Netdev Archive on lore.kernel.org
help / color / mirror / Atom feed
From: Pablo Neira Ayuso <pablo@netfilter.org>
To: netfilter-devel@vger.kernel.org
Cc: davem@davemloft.net, netdev@vger.kernel.org, kuba@kernel.org
Subject: [PATCH net 3/9] netfilter: conntrack: collect all entries in one cycle
Date: Fri,  6 Aug 2021 17:11:43 +0200	[thread overview]
Message-ID: <20210806151149.6356-4-pablo@netfilter.org> (raw)
In-Reply-To: <20210806151149.6356-1-pablo@netfilter.org>

From: Florian Westphal <fw@strlen.de>

Michal Kubecek reports that conntrack gc is responsible for frequent
wakeups (every 125ms) on idle systems.

On busy systems, timed out entries are evicted during lookup.
The gc worker is only needed to remove entries after system becomes idle
after a busy period.

To resolve this, always scan the entire table.
If the scan is taking too long, reschedule so other work_structs can run
and resume from next bucket.

After a completed scan, wait for 2 minutes before the next cycle.
Heuristics for faster re-schedule are removed.

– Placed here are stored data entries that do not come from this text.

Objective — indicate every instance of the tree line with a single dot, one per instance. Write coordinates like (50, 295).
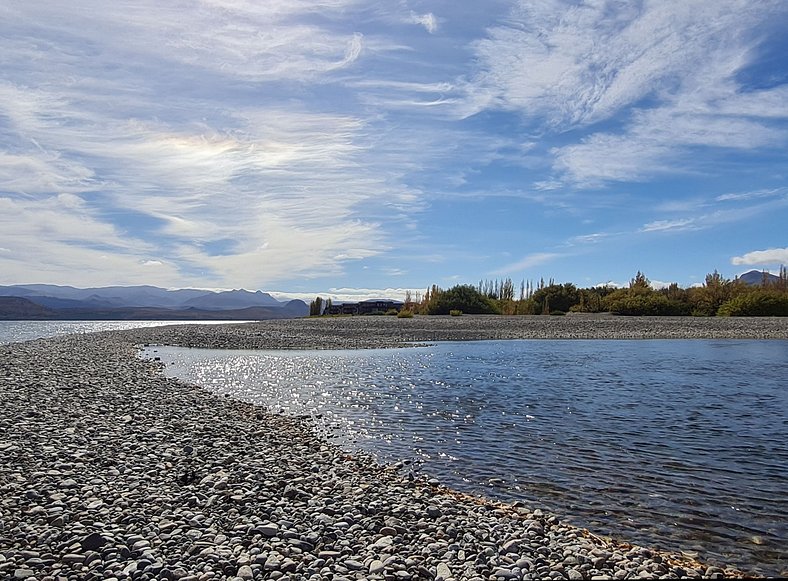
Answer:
(717, 296)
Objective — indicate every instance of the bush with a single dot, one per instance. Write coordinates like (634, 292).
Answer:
(760, 303)
(464, 298)
(648, 305)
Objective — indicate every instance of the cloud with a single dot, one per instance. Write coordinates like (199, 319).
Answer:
(752, 195)
(670, 225)
(762, 257)
(665, 73)
(529, 261)
(428, 21)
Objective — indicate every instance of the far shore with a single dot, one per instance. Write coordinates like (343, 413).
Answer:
(387, 331)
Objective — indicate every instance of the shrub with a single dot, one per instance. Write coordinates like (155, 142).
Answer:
(463, 298)
(760, 303)
(648, 305)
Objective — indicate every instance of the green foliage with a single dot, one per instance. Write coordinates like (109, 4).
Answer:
(526, 307)
(556, 297)
(653, 304)
(316, 307)
(757, 303)
(639, 298)
(463, 298)
(706, 300)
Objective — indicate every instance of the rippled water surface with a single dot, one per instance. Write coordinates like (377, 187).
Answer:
(15, 331)
(677, 444)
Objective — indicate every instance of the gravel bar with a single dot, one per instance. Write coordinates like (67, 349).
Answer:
(109, 470)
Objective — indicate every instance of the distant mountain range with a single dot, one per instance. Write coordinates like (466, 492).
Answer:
(756, 277)
(45, 302)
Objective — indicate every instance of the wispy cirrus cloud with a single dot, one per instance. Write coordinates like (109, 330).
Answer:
(669, 69)
(770, 256)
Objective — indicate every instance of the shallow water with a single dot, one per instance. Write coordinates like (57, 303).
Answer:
(16, 331)
(675, 444)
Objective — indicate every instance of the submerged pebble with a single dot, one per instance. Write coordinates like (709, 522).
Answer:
(109, 470)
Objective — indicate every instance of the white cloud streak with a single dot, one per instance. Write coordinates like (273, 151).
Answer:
(771, 256)
(670, 65)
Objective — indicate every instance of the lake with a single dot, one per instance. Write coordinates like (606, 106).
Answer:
(677, 444)
(15, 331)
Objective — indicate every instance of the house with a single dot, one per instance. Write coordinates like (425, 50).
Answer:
(370, 307)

GC_SCAN_INTERVAL could be exposed as a sysctl in the future to allow
tuning this as-needed or even turn the gc worker off.

Reported-by: Michal Kubecek <mkubecek@suse.cz>
Signed-off-by: Florian Westphal <fw@strlen.de>
Signed-off-by: Pablo Neira Ayuso <pablo@netfilter.org>
---
 net/netfilter/nf_conntrack_core.c | 71 ++++++++++---------------------
 1 file changed, 22 insertions(+), 49 deletions(-)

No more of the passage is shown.